Understanding Interest, Inflation, and Purchasing Power
Interest, Inflation, and Purchasing Power
Suppose Devon is an avid reader and buys only reusable tote bags. Devon deposits $3,000 into a savings account that pays an annual nominal interest rate of 5%. Assume this interest rate is fixed, and so it will not change over time. On the day she makes her deposit, suppose that a reusable tote bag has a price of $15.00. Initially, Devon's $3,000 deposit has a purchasing power of reusable tote bags:
Devon's $3,000 deposit has a purchasing power of 200 reusable tote bags initially.
To calculate the initial purchasing power of Devon's $3,000 deposit, we need to divide the deposit amount by the price of a reusable tote bag on the day of the deposit. So, $3,000 divided by $15.00 gives us 200 reusable tote bags.

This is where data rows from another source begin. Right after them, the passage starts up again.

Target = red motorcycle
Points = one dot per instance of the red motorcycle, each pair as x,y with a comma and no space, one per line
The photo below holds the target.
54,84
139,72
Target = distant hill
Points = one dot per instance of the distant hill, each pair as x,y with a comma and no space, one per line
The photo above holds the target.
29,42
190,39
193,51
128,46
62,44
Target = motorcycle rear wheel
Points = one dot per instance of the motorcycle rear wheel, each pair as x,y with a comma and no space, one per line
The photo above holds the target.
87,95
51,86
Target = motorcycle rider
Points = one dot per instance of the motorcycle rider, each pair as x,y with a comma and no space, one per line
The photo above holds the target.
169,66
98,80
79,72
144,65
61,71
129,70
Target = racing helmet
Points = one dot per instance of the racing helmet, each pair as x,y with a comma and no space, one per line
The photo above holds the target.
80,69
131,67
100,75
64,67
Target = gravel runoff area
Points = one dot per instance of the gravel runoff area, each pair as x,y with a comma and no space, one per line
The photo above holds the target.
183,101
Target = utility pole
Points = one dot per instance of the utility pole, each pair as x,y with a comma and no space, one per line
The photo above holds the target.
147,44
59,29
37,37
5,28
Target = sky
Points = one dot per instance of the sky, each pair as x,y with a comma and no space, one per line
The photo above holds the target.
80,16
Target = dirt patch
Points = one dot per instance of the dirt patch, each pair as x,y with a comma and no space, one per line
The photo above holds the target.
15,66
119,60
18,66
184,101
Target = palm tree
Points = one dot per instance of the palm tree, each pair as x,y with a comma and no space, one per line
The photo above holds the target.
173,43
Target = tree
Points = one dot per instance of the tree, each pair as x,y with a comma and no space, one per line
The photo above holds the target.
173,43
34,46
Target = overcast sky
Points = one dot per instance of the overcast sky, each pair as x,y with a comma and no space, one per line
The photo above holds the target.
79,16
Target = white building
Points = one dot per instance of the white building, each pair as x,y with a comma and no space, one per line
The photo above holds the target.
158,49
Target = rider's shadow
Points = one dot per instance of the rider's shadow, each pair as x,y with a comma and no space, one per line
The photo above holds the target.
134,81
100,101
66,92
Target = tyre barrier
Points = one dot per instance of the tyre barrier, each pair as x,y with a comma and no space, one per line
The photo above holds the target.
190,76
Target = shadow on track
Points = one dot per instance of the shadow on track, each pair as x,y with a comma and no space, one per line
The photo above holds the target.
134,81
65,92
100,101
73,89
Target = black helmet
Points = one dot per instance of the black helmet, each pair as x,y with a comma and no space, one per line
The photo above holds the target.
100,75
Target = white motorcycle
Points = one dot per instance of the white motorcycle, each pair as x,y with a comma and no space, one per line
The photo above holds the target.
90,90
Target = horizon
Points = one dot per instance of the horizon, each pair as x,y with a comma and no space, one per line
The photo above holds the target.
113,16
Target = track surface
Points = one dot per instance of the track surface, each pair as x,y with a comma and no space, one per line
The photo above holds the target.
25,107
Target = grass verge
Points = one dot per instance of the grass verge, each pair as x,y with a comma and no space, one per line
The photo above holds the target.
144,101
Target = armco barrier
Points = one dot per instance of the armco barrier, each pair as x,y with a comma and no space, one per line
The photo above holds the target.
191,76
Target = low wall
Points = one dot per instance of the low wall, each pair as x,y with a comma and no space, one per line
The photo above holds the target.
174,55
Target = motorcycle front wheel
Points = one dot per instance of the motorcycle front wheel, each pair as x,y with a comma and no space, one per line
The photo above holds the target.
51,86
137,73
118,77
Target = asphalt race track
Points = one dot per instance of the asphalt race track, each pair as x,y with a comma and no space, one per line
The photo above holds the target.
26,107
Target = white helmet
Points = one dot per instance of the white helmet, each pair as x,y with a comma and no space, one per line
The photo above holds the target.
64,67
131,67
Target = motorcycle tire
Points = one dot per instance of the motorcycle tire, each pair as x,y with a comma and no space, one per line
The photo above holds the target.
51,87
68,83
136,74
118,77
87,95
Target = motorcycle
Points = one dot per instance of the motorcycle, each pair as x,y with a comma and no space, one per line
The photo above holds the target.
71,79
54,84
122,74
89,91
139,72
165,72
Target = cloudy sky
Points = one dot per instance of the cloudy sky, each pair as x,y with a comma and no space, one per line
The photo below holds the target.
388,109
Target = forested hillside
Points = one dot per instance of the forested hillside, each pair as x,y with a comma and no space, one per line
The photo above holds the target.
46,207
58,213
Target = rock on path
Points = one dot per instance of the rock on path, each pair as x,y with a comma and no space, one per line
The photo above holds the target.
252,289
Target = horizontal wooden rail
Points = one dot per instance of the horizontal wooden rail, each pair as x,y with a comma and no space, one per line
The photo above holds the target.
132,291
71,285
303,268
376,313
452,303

Devon's deposit of $3,000 into a savings account with an annual nominal interest rate of 5% means that she will earn $150 in interest per year (calculated by multiplying the deposit amount by the interest rate). However, inflation can decrease the purchasing power of Devon's money over time, meaning that the number of reusable tote bags she can buy with her $3,000 may decrease. For example, if inflation is at 2% per year, the price of a reusable tote bag may increase by 2% each year.

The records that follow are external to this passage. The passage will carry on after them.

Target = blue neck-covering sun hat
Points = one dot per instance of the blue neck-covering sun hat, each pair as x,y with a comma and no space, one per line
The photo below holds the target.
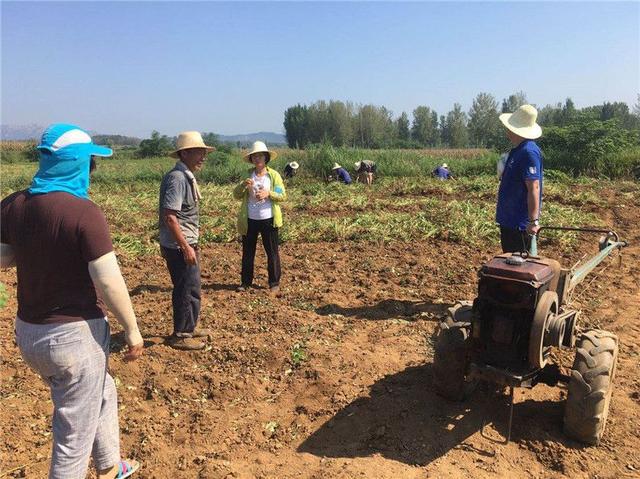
65,158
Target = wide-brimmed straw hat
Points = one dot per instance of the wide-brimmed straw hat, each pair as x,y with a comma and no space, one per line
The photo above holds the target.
260,147
522,122
190,139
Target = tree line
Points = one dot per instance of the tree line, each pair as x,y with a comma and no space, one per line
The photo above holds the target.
369,126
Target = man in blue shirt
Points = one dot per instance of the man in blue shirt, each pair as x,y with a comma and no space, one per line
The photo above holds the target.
341,174
520,193
442,172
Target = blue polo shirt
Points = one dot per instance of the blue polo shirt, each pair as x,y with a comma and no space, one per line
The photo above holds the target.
523,163
343,175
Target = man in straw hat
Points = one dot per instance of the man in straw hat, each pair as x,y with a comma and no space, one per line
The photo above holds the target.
179,231
520,193
341,174
60,243
291,169
365,170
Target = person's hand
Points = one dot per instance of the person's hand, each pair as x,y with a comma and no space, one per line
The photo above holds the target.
189,255
134,352
135,342
262,195
533,229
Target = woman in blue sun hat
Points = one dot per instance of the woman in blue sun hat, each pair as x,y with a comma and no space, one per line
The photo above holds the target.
60,243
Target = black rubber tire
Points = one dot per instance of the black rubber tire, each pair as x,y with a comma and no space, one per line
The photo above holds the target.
450,363
590,386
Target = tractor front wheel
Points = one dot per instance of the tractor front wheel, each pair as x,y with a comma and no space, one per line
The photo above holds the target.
590,386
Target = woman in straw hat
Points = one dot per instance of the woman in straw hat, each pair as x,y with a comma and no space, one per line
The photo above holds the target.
520,193
260,213
179,233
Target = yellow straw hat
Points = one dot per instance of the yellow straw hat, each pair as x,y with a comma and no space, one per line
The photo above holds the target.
190,139
522,122
260,147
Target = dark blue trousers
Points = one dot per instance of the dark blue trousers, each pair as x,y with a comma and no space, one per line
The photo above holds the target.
186,290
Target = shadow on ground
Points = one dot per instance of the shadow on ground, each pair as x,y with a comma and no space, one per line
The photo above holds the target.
404,420
388,308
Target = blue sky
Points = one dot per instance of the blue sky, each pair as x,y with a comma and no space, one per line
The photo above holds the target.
131,67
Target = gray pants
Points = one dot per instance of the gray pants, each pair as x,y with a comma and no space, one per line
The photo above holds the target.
72,359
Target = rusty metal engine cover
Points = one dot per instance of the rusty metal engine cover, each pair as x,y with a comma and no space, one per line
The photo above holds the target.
531,270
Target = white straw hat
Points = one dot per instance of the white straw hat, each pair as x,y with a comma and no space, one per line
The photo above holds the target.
522,122
260,147
190,139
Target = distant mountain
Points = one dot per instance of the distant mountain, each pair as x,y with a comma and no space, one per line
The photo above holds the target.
269,138
34,131
21,132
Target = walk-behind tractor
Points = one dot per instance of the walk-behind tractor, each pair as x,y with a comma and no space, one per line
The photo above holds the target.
507,334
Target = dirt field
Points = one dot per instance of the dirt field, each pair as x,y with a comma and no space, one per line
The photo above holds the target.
332,379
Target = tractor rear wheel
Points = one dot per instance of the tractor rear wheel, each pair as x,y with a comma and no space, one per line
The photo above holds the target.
450,362
590,386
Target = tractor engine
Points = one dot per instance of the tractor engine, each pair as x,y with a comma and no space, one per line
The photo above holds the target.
509,292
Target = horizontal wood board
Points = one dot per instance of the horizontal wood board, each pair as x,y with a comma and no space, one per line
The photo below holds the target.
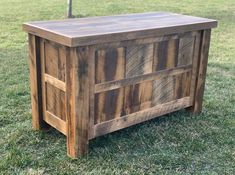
88,31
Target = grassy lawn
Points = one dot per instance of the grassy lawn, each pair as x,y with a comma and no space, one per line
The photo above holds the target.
178,143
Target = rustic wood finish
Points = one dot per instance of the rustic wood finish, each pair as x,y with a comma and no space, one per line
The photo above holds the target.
93,76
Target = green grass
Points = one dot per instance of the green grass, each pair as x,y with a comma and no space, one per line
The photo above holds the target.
178,143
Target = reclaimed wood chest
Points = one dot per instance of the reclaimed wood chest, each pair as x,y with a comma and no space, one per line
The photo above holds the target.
93,76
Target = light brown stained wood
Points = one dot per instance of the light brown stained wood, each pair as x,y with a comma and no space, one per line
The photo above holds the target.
186,48
111,85
185,57
77,84
109,65
141,116
90,31
165,57
201,74
55,101
56,122
35,83
196,53
139,60
55,60
55,82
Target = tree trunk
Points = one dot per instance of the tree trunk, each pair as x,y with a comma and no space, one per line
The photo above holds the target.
69,12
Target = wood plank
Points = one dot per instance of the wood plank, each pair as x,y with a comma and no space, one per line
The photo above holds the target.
77,84
55,82
141,116
91,75
35,83
89,31
55,56
110,65
142,78
56,122
108,105
196,53
165,58
139,60
55,101
201,75
186,48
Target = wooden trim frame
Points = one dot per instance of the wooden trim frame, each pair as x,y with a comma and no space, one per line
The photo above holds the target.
36,83
77,97
138,117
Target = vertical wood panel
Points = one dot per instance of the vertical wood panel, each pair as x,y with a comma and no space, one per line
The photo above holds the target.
77,85
201,71
139,61
55,101
110,65
165,57
55,60
35,83
186,47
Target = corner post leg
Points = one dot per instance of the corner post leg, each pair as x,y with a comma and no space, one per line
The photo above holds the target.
35,83
201,72
77,90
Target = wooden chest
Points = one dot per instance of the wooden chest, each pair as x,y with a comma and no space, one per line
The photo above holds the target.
93,76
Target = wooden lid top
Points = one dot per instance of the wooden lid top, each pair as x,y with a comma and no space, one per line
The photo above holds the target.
88,31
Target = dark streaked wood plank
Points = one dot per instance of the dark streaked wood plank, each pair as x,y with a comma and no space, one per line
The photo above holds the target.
55,101
56,122
141,116
139,60
165,57
201,71
142,78
77,86
55,60
186,48
55,82
109,64
108,105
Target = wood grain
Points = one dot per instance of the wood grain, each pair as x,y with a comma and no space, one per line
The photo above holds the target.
201,74
36,83
56,122
139,60
77,83
141,116
111,85
90,31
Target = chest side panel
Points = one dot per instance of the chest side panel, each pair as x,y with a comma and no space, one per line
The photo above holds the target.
138,75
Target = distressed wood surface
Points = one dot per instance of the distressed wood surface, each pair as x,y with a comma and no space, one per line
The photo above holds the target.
36,83
115,74
201,72
89,31
77,86
141,116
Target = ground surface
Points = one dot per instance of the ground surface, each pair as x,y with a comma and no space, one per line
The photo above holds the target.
176,144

This means that after one year, the price of a reusable tote bag would be $15.30. If Devon keeps her money in the savings account earning 5% interest, her account balance would be $3,150 ($3,000 deposit + $150 interest earned). However, the purchasing power of her money would have decreased because she can only buy 206 reusable tote bags with her $3,150 (calculated by dividing $3,150 by $15.30).
Inflation can continue to decrease the purchasing power of Devon's money over time. However, if the interest rate on her savings account is higher than the inflation rate, her money may still be growing in real terms (meaning its purchasing power is increasing). Therefore, it is important to consider inflation when making financial decisions, such as saving and investing.
Question:
How does inflation affect Devon's purchasing power over time?
Answer:
Inflation can decrease the purchasing power of Devon's money over time by causing the price of reusable tote bags to increase, thereby reducing the number of bags she can buy with her savings.